All of which assumes you even know what services exist, which in any company of this age and size you probably don’t.
pavel_lishin
9 days ago
> with backups and failover sites
What a fun pair of assumptions!
chatmasta
9 days ago
The Co-Op (grocery store chain) was hacked around the same time in likely the same incident. It took three weeks for them to get food back on the shelves at my local store. I don’t understand how that’s even possible… what happened to all the meat and vegetables in the supply chain? They just stopped flowing? They rotted? Why couldn’t they use pen and paper? It’s unbelievable to me that a business would go three weeks without stocking inventory.
tonyhart7
9 days ago
You can say this because ignorant, stock inventory is really hard especially huge warehouse where many items come and go 24/7
they can "move" it of course but who can guarantee how many amount goes from where and who ????
paper and pen where there are thousand items in single rack is nightmare, I can tell you that
gosub100
9 days ago
Don't call someone ignorant for asking a question. He said "I don't understand how". If you know the answer, answer. Don't call him ignorant.
tonyhart7
8 days ago
Yeah, I can do better in that part
at first I thought he underestimate this part of industry, I initially thought this because its common on HN mock tech company
chatmasta
9 days ago
well, apparently co-op couldn’t answer those questions with their computers because they got locked out of them…
glenjamin
9 days ago
I chatted to a staff member on the checkout of my local coop supermarket
She said that every shelf item is ordered on a JIT basis as the store stock levels require them - there are no standing orders to a store
Based on that, I presume they didn’t really know what any store would need
Even when they were struggling my local store still had a decent stock of lots of stuff - just some shelves were empty
bobthepanda
9 days ago
You could (and people did) run this in the pre-internet days with basically just phone calls and a desk to receive them.

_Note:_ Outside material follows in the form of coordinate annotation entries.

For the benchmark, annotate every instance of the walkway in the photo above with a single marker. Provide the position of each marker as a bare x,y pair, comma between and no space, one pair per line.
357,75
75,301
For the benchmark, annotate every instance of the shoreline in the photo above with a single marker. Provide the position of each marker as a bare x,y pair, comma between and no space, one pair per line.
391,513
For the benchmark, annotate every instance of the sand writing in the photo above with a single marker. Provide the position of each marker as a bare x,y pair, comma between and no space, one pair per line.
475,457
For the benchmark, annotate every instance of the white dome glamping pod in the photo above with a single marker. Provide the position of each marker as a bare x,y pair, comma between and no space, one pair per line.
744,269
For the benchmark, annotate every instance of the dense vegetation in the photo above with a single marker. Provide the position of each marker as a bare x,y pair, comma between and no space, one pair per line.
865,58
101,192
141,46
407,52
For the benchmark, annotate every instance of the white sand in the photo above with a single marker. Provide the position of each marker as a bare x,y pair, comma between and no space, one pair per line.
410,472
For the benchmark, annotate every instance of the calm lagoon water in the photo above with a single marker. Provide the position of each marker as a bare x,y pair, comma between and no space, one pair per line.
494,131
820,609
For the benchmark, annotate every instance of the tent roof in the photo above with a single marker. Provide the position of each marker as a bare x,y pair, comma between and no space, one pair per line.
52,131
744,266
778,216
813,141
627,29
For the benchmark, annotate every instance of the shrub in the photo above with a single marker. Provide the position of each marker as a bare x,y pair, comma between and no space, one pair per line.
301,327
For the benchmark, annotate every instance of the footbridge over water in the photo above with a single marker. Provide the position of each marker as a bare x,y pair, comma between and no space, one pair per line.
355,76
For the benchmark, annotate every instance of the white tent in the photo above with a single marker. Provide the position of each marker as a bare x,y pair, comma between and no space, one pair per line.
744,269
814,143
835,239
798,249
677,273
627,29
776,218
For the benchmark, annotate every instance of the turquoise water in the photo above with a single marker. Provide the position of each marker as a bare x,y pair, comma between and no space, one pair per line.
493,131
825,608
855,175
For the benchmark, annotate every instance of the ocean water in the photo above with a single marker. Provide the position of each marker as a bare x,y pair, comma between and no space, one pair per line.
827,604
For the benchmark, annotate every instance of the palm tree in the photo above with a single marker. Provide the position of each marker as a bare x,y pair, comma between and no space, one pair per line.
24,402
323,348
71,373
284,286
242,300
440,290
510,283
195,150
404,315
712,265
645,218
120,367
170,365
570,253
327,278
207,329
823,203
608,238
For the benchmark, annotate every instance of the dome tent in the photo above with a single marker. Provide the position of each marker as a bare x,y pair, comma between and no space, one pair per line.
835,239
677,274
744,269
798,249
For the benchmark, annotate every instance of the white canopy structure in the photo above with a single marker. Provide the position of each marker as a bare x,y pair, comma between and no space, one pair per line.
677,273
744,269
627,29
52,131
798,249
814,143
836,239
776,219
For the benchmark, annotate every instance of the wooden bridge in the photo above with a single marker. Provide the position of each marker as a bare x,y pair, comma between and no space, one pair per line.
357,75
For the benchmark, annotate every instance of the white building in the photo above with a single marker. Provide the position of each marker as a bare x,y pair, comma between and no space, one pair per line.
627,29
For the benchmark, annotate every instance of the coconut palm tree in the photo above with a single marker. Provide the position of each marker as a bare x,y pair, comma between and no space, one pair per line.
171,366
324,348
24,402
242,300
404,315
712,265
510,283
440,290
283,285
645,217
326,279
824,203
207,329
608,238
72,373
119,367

The problem is that by now this represents an incredible increase in manpower required overnight.
grues-dinner
9 days ago
And you need a process to follow. You can't just have nearly 4000 supermarkets ringing up HQ at random and reading out lists of 1000 items each. Then what? Back when a supermarket chain did operate like that, the processes like "fill in form ABC in triplicate, forward two to department DEF for batching and then the forward one to department GHI for supplier orders and they produce forms XYZ to send to department JKL for turning into orders for dispatch from warehouses". And so on and so on. You can't just magic up that entire infrastructure and knowledge even if you could get the warm bodies to implement it. Everyone who remembers how to operate a system like that is retired or has forgotten the details, all the forms were destroyed years ago and even the buildings with the phones and vacuum tubes and mail rooms don't exist.
Of course you could stand up a whole new system like that eventually, but you could also use the time to fix the computers and get back to business probably sooner.
But I imagine during those 3 weeks, there were a lot of phone calls, ad-hoc processes being invented and general chaos to get some minimal level of service limping along.
7952
8 days ago
I agree, although it seems like a failure of imagination that this is so difficult. The staff will have a good understanding of what usually happens and what needs to happen. What they are lacking is some really basic things that are the natural monopoly of "the system".
Perhaps we need fallback systems that can rebuild some of that utility from scratch...
* A communication channel of last resort that can be bootstrapped. Like an emergency RCS messaging number that everyone is given or even a print/mailing service.
* A way to authenticate people getting in touch using photo ID, archived employee data or some kind of web of trust.
* A way to send messages to everyone using a he RCS system.
* A way to commission printing, delivery and collection of printed forms.
* A bot that can guide people to enter data into a particular schema.
* An append only data store that records messages. A filtering and export layer on top of that.
* A way to give people access to an office suite outside of the normal MS/Google subscription.
* A reliable third party wifi/cell service that is detached from your infrastructure.
* A pool of admin people who can run OCR, do data entry.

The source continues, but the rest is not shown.